Posted by Dunya on Jun-30-2005 20:51:

Is that new? in some languages u can express easier than other ones. In some languages you can say things in different manners..and in some u don't have many options..


Posted by DrUg_Tit0 on Jun-30-2005 22:55:

Noble, your patronizing idiotic comments don't respond to any of the points I made but are instead either a dirrect ad hominem assaults or they respond to some nonsensical points I never raised nor agree with. To answer the only sensible part of your post, I have not responded anything to the original post of the thread because I largely agree with Lira's first post and therefore I felt no need to elaborate further. And unfortunately for a person like you who is crying for attention, I responded to your post because I largely disagreed with it, and not because I have an obsession with stalking you and trying to refute every single thing you say.
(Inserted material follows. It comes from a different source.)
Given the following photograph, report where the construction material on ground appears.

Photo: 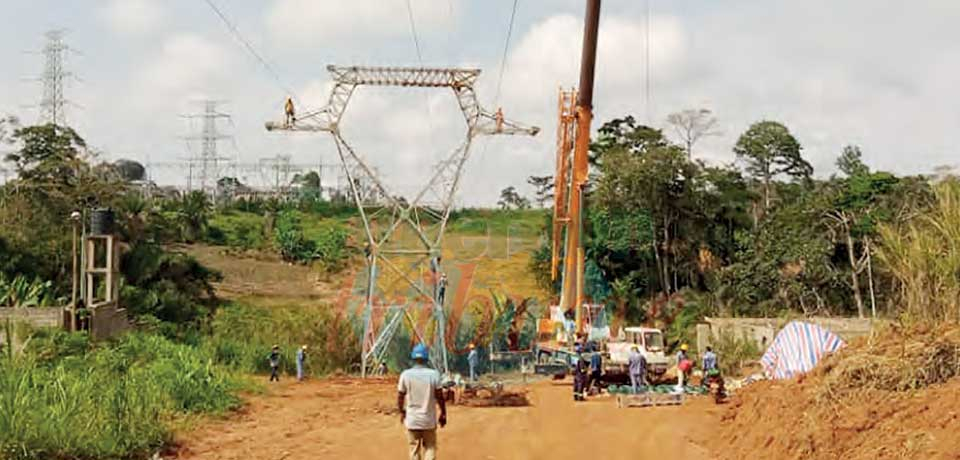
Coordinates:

Now, I have met a wide variety of idiots on this board but I never had the need to put any of them on my ignore list. On the other hand, none of them managed to possess nearly such a high degree of shallowness, rudeness, and egocentrism as you. Congratulations, you're the first one who made it. Now go brag your mom that you finally got to be first in something. Just don't overwank it.
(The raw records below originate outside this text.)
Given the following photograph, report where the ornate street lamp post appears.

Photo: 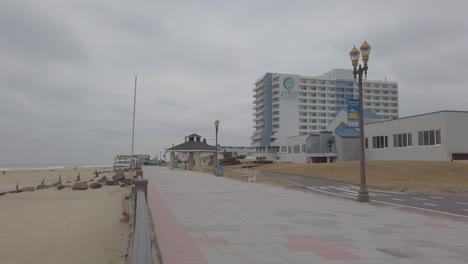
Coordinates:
[214,120,219,169]
[349,41,371,202]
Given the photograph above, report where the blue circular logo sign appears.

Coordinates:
[283,77,294,90]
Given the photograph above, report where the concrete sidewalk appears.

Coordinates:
[144,167,468,264]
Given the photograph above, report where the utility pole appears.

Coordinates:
[132,75,138,158]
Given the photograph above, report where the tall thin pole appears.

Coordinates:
[357,65,370,202]
[132,75,138,157]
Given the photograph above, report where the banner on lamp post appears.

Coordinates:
[347,98,359,128]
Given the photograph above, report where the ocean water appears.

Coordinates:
[0,163,112,171]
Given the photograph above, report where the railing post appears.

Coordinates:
[136,169,143,179]
[134,178,148,199]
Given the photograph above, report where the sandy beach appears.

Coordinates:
[0,168,130,264]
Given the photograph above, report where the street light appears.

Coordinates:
[349,41,371,202]
[215,120,219,169]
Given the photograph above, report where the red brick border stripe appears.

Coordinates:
[148,180,207,264]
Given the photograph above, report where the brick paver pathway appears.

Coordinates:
[144,167,468,264]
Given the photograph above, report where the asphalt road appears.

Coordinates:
[231,169,468,217]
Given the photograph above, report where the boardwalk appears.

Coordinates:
[144,167,468,264]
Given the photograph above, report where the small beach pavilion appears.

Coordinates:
[166,134,216,171]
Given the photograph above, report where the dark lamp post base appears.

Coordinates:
[357,191,370,202]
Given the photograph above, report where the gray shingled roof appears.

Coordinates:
[167,141,216,151]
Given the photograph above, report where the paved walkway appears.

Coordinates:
[144,167,468,264]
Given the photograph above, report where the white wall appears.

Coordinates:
[442,112,468,154]
[364,112,468,161]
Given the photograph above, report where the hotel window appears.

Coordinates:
[393,133,413,148]
[372,136,388,148]
[294,145,300,153]
[418,130,440,146]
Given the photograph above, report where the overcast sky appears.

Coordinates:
[0,0,468,164]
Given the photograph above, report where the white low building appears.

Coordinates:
[256,110,468,163]
[364,111,468,161]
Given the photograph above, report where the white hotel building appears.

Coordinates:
[251,69,399,153]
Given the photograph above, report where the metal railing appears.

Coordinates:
[130,170,153,264]
[307,146,336,153]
Posted by DrUg_Tit0 on Jun-30-2005 22:58:

quote:
This person is on your Ignore List. To view this post click [here]


Wow, I feel like the level of intellect on this thread has suddenly skyrocketed!
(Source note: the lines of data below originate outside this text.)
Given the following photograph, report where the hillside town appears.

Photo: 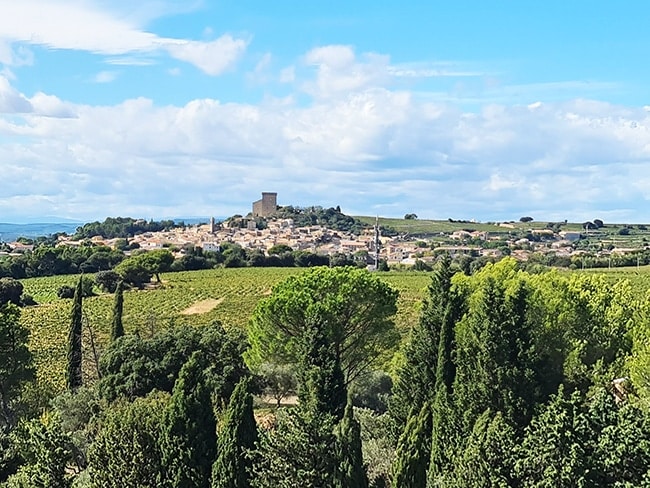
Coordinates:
[1,192,646,267]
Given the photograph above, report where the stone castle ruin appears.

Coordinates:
[253,192,278,217]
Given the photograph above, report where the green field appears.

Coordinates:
[21,268,429,388]
[355,216,650,242]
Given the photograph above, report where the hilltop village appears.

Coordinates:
[2,192,647,267]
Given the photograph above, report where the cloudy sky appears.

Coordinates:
[0,0,650,223]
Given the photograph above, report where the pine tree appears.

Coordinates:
[298,323,347,421]
[212,378,257,488]
[162,351,217,488]
[111,280,124,342]
[66,277,83,391]
[392,402,432,488]
[252,316,347,488]
[335,398,368,488]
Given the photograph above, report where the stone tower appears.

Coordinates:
[253,192,278,217]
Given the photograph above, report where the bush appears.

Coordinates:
[56,285,74,299]
[95,271,120,293]
[351,371,393,413]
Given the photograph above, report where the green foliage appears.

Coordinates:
[88,392,169,488]
[448,410,517,488]
[111,280,124,342]
[267,244,293,256]
[247,267,398,381]
[115,254,153,288]
[66,277,83,391]
[73,217,184,240]
[257,363,298,408]
[212,378,258,488]
[95,271,120,293]
[0,303,35,432]
[273,206,368,234]
[393,402,432,488]
[354,408,395,487]
[99,323,248,401]
[517,389,593,488]
[251,408,339,488]
[334,400,368,488]
[161,351,217,488]
[349,371,393,413]
[56,285,74,300]
[7,414,74,488]
[298,318,347,421]
[0,278,23,307]
[453,260,543,430]
[390,258,463,435]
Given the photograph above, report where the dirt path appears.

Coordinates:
[181,298,223,315]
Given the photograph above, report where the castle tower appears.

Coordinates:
[253,192,278,217]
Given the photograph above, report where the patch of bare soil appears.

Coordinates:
[181,298,223,315]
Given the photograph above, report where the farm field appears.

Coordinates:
[21,268,430,388]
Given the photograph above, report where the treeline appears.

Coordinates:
[72,217,185,240]
[0,257,650,488]
[0,240,367,284]
[0,243,125,279]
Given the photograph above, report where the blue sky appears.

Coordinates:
[0,0,650,223]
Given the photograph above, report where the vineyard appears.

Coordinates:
[21,268,429,389]
[21,266,650,389]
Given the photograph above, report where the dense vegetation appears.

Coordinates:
[73,217,185,240]
[0,257,650,488]
[273,205,370,234]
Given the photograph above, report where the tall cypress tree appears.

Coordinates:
[252,316,347,488]
[429,291,464,480]
[335,398,368,488]
[66,276,83,391]
[111,280,124,342]
[212,378,257,488]
[392,402,432,488]
[162,351,217,488]
[390,256,462,435]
Posted by TheNobleEu on Jul-01-2005 18:26:

I stated:

"I suppose you think that some ancient was around to teach modern scholars all the elder tongues we've deciphered?"

'Nuff said. Where one person is correcting and the other person is parading their misinformation, that isn't a conversation. It's a schooling.

And this kid races to 'beat me to the plonk' owning to his own blatant racism? lmao!

Why did I bother even responding to a kid that includes the word "Drug" in his nick? Seems he could use some psychological, rather than recreational ones.